One night following a day so hot that it appeared to have scorched much of the foliage to a brown fur, I woke to hear Eugénie creeping
past my bed. The room was black as the moment before a nightmare. She no longer bothered to force me to pack her sheets in her absence; everyone in the convent was usually so drained by the heat that they slept as if drugged. I turned over on my side, away from her, and tried to go back to my dream, in which Phedra and I were slowly walking across the river, but I could hear the white girl fumbling through my papers, so I sat up, as quietly as possible. What was she looking for? She tossed several things into a cloth sack, replaced the floor stone and bustled out of the room. When I was sure she was halfway down the hall, I trailed her.

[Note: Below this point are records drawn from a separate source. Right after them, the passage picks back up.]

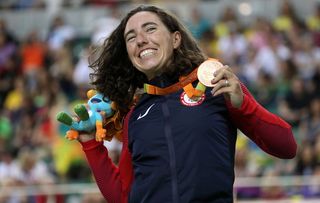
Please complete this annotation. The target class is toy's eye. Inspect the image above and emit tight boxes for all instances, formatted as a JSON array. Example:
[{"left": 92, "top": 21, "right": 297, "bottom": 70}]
[{"left": 91, "top": 98, "right": 101, "bottom": 104}]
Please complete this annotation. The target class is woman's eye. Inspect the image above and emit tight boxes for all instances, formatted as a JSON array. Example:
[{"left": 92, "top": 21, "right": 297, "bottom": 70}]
[
  {"left": 147, "top": 27, "right": 156, "bottom": 32},
  {"left": 127, "top": 36, "right": 135, "bottom": 42}
]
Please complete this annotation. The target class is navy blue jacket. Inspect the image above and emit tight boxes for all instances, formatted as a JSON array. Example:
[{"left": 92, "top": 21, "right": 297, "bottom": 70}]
[{"left": 128, "top": 77, "right": 236, "bottom": 203}]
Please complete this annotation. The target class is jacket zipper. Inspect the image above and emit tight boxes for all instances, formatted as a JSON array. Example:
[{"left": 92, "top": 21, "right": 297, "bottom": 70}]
[{"left": 161, "top": 96, "right": 179, "bottom": 203}]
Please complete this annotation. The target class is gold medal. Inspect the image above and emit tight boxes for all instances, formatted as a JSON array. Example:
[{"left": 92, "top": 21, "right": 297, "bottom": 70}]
[{"left": 197, "top": 59, "right": 223, "bottom": 87}]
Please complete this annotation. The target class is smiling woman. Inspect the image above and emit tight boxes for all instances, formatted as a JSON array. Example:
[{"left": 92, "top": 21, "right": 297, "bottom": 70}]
[
  {"left": 125, "top": 12, "right": 181, "bottom": 80},
  {"left": 75, "top": 6, "right": 297, "bottom": 203}
]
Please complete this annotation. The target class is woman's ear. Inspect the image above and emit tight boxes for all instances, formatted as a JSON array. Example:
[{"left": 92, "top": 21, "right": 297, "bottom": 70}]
[{"left": 173, "top": 31, "right": 181, "bottom": 49}]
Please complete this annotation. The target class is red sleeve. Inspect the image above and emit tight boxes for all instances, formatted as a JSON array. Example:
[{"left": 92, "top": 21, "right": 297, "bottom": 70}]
[
  {"left": 81, "top": 110, "right": 133, "bottom": 203},
  {"left": 81, "top": 140, "right": 121, "bottom": 203},
  {"left": 226, "top": 84, "right": 297, "bottom": 159}
]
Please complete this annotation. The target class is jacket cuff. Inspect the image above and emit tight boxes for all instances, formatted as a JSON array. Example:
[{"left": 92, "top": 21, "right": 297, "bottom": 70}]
[{"left": 80, "top": 139, "right": 103, "bottom": 151}]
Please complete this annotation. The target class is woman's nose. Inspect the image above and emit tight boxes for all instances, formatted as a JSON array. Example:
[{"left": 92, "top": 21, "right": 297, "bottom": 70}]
[{"left": 136, "top": 33, "right": 148, "bottom": 46}]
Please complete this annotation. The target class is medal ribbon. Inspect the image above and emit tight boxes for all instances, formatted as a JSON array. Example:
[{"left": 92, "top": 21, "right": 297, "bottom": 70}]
[{"left": 143, "top": 68, "right": 206, "bottom": 98}]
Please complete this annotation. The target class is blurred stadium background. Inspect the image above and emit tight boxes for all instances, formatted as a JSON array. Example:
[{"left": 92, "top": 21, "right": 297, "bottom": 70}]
[{"left": 0, "top": 0, "right": 320, "bottom": 203}]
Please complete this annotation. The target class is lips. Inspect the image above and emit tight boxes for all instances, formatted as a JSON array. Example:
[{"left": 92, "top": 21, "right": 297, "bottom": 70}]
[{"left": 139, "top": 49, "right": 156, "bottom": 58}]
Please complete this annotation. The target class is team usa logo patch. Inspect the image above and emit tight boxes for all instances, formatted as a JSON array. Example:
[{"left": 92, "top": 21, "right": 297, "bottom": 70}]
[{"left": 180, "top": 92, "right": 206, "bottom": 106}]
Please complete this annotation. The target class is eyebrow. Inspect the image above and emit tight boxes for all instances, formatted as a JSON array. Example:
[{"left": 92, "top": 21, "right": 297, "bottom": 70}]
[{"left": 124, "top": 22, "right": 158, "bottom": 39}]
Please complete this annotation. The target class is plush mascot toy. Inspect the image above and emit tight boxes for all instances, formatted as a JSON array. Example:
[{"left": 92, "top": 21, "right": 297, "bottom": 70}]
[{"left": 57, "top": 90, "right": 122, "bottom": 142}]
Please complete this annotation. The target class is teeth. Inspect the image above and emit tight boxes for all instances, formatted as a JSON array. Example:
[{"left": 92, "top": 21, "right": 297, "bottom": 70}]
[{"left": 140, "top": 49, "right": 155, "bottom": 57}]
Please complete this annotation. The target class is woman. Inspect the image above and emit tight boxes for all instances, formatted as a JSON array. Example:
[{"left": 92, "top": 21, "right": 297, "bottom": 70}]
[{"left": 79, "top": 6, "right": 296, "bottom": 203}]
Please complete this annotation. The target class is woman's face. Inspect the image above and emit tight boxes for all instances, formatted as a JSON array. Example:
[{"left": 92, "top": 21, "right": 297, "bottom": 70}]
[{"left": 124, "top": 11, "right": 181, "bottom": 79}]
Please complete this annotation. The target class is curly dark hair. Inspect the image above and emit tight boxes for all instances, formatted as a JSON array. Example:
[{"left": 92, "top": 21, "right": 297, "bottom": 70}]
[{"left": 90, "top": 6, "right": 206, "bottom": 112}]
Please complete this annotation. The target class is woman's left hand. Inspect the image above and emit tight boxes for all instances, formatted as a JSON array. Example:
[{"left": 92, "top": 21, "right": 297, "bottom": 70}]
[{"left": 211, "top": 66, "right": 243, "bottom": 108}]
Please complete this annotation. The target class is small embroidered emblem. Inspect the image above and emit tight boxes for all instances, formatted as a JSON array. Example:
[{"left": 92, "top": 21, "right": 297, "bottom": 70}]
[{"left": 180, "top": 92, "right": 206, "bottom": 106}]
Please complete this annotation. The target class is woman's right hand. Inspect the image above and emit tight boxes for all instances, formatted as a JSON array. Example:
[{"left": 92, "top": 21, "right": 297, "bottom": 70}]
[{"left": 78, "top": 132, "right": 95, "bottom": 142}]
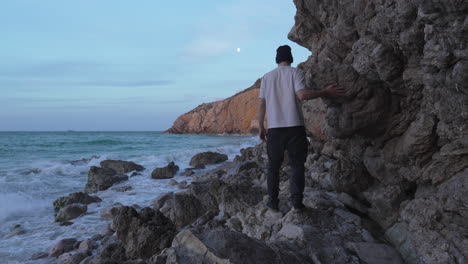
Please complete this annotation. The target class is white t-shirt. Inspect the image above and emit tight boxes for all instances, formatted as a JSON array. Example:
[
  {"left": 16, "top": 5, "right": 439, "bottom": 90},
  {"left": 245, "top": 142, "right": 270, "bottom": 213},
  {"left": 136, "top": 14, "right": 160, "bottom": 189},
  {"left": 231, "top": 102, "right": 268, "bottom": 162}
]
[{"left": 259, "top": 66, "right": 305, "bottom": 128}]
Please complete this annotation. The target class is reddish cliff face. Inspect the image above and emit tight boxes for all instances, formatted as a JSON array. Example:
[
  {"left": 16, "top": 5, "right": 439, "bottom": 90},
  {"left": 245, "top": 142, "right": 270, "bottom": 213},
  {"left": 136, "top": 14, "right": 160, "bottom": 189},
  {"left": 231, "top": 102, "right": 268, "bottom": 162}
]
[{"left": 165, "top": 80, "right": 260, "bottom": 134}]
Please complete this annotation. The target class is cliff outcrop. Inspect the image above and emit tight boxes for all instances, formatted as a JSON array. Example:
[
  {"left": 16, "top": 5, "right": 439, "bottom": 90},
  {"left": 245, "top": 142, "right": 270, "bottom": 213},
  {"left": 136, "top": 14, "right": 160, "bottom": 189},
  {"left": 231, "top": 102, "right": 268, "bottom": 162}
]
[
  {"left": 288, "top": 0, "right": 468, "bottom": 263},
  {"left": 165, "top": 80, "right": 260, "bottom": 134}
]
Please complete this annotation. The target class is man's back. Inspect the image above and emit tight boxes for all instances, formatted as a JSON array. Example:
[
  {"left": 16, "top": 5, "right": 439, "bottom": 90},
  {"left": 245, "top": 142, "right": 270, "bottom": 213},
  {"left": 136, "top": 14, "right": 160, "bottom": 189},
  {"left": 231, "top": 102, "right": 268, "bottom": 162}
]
[{"left": 259, "top": 66, "right": 305, "bottom": 128}]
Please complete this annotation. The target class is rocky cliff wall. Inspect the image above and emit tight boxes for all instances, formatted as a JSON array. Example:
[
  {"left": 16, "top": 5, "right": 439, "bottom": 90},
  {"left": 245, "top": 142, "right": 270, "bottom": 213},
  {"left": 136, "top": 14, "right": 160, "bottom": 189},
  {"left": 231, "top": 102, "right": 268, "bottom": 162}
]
[
  {"left": 166, "top": 80, "right": 260, "bottom": 134},
  {"left": 288, "top": 0, "right": 468, "bottom": 263}
]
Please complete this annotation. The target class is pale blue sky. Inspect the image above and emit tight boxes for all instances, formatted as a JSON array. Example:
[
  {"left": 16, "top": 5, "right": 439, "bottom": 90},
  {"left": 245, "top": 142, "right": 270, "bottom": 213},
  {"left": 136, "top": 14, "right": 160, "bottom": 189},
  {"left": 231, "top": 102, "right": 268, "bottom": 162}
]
[{"left": 0, "top": 0, "right": 311, "bottom": 131}]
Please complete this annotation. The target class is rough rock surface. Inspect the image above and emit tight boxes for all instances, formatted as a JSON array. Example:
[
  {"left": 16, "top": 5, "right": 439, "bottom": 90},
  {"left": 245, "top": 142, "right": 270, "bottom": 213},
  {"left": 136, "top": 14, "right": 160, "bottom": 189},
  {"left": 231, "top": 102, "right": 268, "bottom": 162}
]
[
  {"left": 151, "top": 161, "right": 179, "bottom": 179},
  {"left": 166, "top": 80, "right": 260, "bottom": 134},
  {"left": 288, "top": 0, "right": 468, "bottom": 263},
  {"left": 100, "top": 160, "right": 145, "bottom": 173},
  {"left": 49, "top": 238, "right": 76, "bottom": 257},
  {"left": 55, "top": 204, "right": 88, "bottom": 222},
  {"left": 112, "top": 206, "right": 175, "bottom": 259},
  {"left": 85, "top": 166, "right": 128, "bottom": 193},
  {"left": 190, "top": 151, "right": 228, "bottom": 167},
  {"left": 53, "top": 192, "right": 102, "bottom": 213}
]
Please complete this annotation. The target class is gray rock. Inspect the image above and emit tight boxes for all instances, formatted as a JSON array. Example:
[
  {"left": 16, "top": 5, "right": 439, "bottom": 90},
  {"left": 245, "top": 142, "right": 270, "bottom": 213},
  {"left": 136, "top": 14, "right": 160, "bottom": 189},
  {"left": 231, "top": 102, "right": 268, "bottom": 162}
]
[
  {"left": 55, "top": 204, "right": 88, "bottom": 222},
  {"left": 348, "top": 243, "right": 404, "bottom": 264},
  {"left": 78, "top": 238, "right": 99, "bottom": 250},
  {"left": 58, "top": 251, "right": 90, "bottom": 264},
  {"left": 85, "top": 166, "right": 128, "bottom": 193},
  {"left": 190, "top": 151, "right": 228, "bottom": 166},
  {"left": 100, "top": 160, "right": 145, "bottom": 173},
  {"left": 151, "top": 161, "right": 179, "bottom": 179},
  {"left": 53, "top": 192, "right": 102, "bottom": 213},
  {"left": 31, "top": 252, "right": 49, "bottom": 260},
  {"left": 181, "top": 169, "right": 195, "bottom": 177},
  {"left": 49, "top": 238, "right": 76, "bottom": 257},
  {"left": 169, "top": 179, "right": 179, "bottom": 186},
  {"left": 70, "top": 155, "right": 100, "bottom": 166},
  {"left": 111, "top": 185, "right": 133, "bottom": 192},
  {"left": 113, "top": 206, "right": 175, "bottom": 259}
]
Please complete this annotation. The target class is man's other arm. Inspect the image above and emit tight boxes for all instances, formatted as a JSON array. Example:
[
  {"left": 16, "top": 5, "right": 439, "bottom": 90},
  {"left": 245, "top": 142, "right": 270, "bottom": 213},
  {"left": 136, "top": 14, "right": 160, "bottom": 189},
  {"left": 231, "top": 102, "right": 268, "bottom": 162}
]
[{"left": 257, "top": 98, "right": 266, "bottom": 141}]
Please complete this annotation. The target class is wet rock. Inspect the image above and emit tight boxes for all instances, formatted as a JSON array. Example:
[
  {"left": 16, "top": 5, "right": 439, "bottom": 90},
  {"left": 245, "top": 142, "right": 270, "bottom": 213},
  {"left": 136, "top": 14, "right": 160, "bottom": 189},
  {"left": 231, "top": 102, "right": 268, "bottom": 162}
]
[
  {"left": 59, "top": 221, "right": 73, "bottom": 226},
  {"left": 30, "top": 252, "right": 49, "bottom": 260},
  {"left": 91, "top": 234, "right": 104, "bottom": 241},
  {"left": 348, "top": 243, "right": 404, "bottom": 264},
  {"left": 169, "top": 179, "right": 179, "bottom": 186},
  {"left": 151, "top": 161, "right": 179, "bottom": 179},
  {"left": 78, "top": 238, "right": 99, "bottom": 250},
  {"left": 70, "top": 155, "right": 100, "bottom": 166},
  {"left": 165, "top": 229, "right": 308, "bottom": 264},
  {"left": 190, "top": 151, "right": 228, "bottom": 166},
  {"left": 55, "top": 204, "right": 88, "bottom": 222},
  {"left": 111, "top": 185, "right": 133, "bottom": 192},
  {"left": 177, "top": 181, "right": 189, "bottom": 190},
  {"left": 6, "top": 224, "right": 26, "bottom": 238},
  {"left": 100, "top": 160, "right": 145, "bottom": 173},
  {"left": 85, "top": 166, "right": 128, "bottom": 193},
  {"left": 49, "top": 238, "right": 77, "bottom": 257},
  {"left": 181, "top": 169, "right": 195, "bottom": 177},
  {"left": 113, "top": 206, "right": 175, "bottom": 259},
  {"left": 53, "top": 192, "right": 102, "bottom": 213},
  {"left": 99, "top": 205, "right": 122, "bottom": 219},
  {"left": 155, "top": 192, "right": 206, "bottom": 229},
  {"left": 58, "top": 251, "right": 89, "bottom": 264}
]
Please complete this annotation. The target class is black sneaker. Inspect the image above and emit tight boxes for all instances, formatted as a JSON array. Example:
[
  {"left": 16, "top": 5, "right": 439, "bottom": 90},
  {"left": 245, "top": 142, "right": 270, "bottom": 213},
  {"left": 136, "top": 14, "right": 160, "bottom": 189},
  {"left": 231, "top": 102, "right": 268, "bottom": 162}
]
[{"left": 266, "top": 201, "right": 279, "bottom": 212}]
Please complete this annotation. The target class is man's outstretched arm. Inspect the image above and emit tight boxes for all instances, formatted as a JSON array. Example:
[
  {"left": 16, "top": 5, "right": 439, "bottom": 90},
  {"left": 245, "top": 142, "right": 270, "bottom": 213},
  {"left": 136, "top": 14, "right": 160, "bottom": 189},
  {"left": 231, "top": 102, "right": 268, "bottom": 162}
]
[
  {"left": 257, "top": 98, "right": 267, "bottom": 141},
  {"left": 296, "top": 84, "right": 346, "bottom": 101}
]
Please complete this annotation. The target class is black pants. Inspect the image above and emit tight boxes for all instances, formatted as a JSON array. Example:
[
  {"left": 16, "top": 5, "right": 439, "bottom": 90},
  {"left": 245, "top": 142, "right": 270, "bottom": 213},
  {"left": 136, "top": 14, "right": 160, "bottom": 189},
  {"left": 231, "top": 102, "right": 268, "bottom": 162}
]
[{"left": 267, "top": 126, "right": 308, "bottom": 206}]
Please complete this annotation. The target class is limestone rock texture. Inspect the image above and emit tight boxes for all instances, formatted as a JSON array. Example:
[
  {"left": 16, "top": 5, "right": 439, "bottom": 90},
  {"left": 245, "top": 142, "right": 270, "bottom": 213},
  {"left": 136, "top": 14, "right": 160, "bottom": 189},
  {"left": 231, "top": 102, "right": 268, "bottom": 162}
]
[
  {"left": 166, "top": 80, "right": 260, "bottom": 134},
  {"left": 288, "top": 0, "right": 468, "bottom": 263}
]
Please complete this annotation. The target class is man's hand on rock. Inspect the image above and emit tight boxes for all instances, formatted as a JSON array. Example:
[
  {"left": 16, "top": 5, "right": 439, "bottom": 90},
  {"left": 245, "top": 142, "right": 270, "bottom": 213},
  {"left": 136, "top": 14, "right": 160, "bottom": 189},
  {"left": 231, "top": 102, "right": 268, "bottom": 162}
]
[
  {"left": 325, "top": 84, "right": 346, "bottom": 96},
  {"left": 259, "top": 127, "right": 267, "bottom": 142}
]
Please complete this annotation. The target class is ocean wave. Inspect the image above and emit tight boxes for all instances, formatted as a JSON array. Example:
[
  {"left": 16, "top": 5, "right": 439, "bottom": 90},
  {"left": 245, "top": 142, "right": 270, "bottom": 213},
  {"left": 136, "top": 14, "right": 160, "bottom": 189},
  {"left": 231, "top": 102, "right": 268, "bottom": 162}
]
[
  {"left": 83, "top": 139, "right": 125, "bottom": 146},
  {"left": 0, "top": 193, "right": 50, "bottom": 222}
]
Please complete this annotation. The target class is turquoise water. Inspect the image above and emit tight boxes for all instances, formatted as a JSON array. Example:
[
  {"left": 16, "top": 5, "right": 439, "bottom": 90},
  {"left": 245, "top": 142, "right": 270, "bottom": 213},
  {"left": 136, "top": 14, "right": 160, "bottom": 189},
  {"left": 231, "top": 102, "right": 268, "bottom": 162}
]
[{"left": 0, "top": 132, "right": 259, "bottom": 263}]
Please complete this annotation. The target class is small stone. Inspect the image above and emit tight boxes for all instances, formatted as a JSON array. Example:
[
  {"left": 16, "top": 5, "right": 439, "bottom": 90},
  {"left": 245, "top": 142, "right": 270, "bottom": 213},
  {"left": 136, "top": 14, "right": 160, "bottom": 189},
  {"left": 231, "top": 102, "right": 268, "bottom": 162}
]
[
  {"left": 169, "top": 179, "right": 178, "bottom": 186},
  {"left": 91, "top": 234, "right": 104, "bottom": 241},
  {"left": 55, "top": 203, "right": 88, "bottom": 222},
  {"left": 181, "top": 170, "right": 195, "bottom": 177},
  {"left": 151, "top": 161, "right": 179, "bottom": 179},
  {"left": 49, "top": 238, "right": 76, "bottom": 257},
  {"left": 31, "top": 252, "right": 49, "bottom": 260},
  {"left": 78, "top": 238, "right": 99, "bottom": 250},
  {"left": 111, "top": 185, "right": 133, "bottom": 192}
]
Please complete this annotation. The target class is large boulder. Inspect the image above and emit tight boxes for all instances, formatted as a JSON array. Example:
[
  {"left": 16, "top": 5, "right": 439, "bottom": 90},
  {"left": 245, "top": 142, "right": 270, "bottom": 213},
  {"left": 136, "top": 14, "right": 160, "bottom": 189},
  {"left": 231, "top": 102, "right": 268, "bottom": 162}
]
[
  {"left": 53, "top": 192, "right": 102, "bottom": 213},
  {"left": 100, "top": 160, "right": 145, "bottom": 173},
  {"left": 154, "top": 228, "right": 311, "bottom": 264},
  {"left": 55, "top": 204, "right": 88, "bottom": 222},
  {"left": 190, "top": 151, "right": 228, "bottom": 166},
  {"left": 112, "top": 206, "right": 176, "bottom": 259},
  {"left": 85, "top": 166, "right": 128, "bottom": 193},
  {"left": 151, "top": 161, "right": 179, "bottom": 179},
  {"left": 154, "top": 192, "right": 206, "bottom": 229},
  {"left": 49, "top": 238, "right": 77, "bottom": 257}
]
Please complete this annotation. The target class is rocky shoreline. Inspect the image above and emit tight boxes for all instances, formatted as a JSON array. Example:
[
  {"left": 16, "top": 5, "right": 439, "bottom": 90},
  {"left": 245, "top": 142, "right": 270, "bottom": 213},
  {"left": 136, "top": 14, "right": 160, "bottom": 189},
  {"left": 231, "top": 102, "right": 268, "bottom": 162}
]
[{"left": 31, "top": 144, "right": 410, "bottom": 264}]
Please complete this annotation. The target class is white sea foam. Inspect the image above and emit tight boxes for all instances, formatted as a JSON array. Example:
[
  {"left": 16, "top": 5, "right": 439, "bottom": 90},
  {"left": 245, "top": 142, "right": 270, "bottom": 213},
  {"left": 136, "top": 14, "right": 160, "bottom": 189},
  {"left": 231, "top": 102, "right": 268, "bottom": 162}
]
[{"left": 0, "top": 134, "right": 258, "bottom": 263}]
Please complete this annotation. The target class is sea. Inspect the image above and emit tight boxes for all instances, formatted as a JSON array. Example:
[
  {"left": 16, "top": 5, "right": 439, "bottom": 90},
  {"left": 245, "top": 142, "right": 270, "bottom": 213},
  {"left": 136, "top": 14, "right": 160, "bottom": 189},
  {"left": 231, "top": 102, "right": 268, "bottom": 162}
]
[{"left": 0, "top": 131, "right": 260, "bottom": 263}]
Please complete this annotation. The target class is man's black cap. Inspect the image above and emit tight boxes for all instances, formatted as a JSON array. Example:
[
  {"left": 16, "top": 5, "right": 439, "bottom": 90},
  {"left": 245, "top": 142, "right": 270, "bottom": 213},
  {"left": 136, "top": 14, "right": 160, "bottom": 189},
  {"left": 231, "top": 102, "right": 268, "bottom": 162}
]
[{"left": 276, "top": 45, "right": 294, "bottom": 63}]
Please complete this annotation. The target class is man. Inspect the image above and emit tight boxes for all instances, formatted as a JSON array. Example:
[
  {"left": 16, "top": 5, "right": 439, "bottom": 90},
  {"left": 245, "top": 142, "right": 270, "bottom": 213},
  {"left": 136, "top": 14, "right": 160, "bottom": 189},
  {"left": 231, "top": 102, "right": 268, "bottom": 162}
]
[{"left": 258, "top": 45, "right": 345, "bottom": 211}]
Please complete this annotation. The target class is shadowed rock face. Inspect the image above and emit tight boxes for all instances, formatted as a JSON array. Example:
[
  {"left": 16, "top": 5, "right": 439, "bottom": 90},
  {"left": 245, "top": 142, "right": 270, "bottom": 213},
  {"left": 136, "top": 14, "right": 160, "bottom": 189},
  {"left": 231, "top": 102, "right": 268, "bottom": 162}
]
[
  {"left": 166, "top": 80, "right": 260, "bottom": 134},
  {"left": 288, "top": 0, "right": 468, "bottom": 263}
]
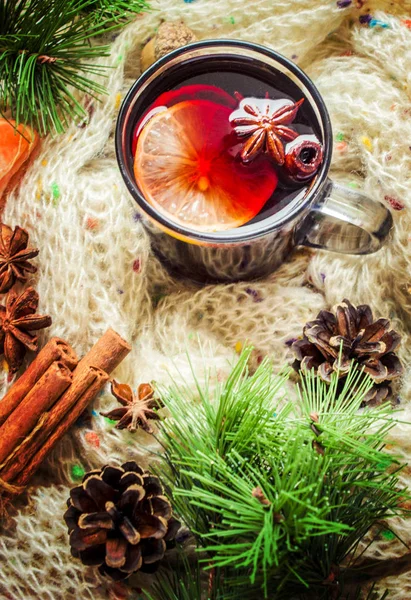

She advanced through the darkness more quickly than I would have imagined, but I could still make her out. She was, I knew, going to meet with Fr. Malesvaux, perhaps to show him my handiwork, though to what purpose I could not foretell. Perhaps she now bore his child, and she was planning yet again to run away, this time with him. Let her go with him, I would not try to stop her, I had plans of my own. I was curious, however, about why she had taken my art. She made her way not to the first floor’s rear portico, where I had seen them before, but continued upstairs, to the attic, moving almost soundlessly and without a single stumble, which made me realize that she probably had practiced and traced this route multiple times. At end of the hall, however, I could hear a din, almost imperceptible but enough to gain my attention, coming from the direction of the town. I pulled back one of the velvet curtains to see what was going on. There were tiny pinpricks of light flaring from Gethsamane, but intermittently. Nothing, at least from this distance, was clear.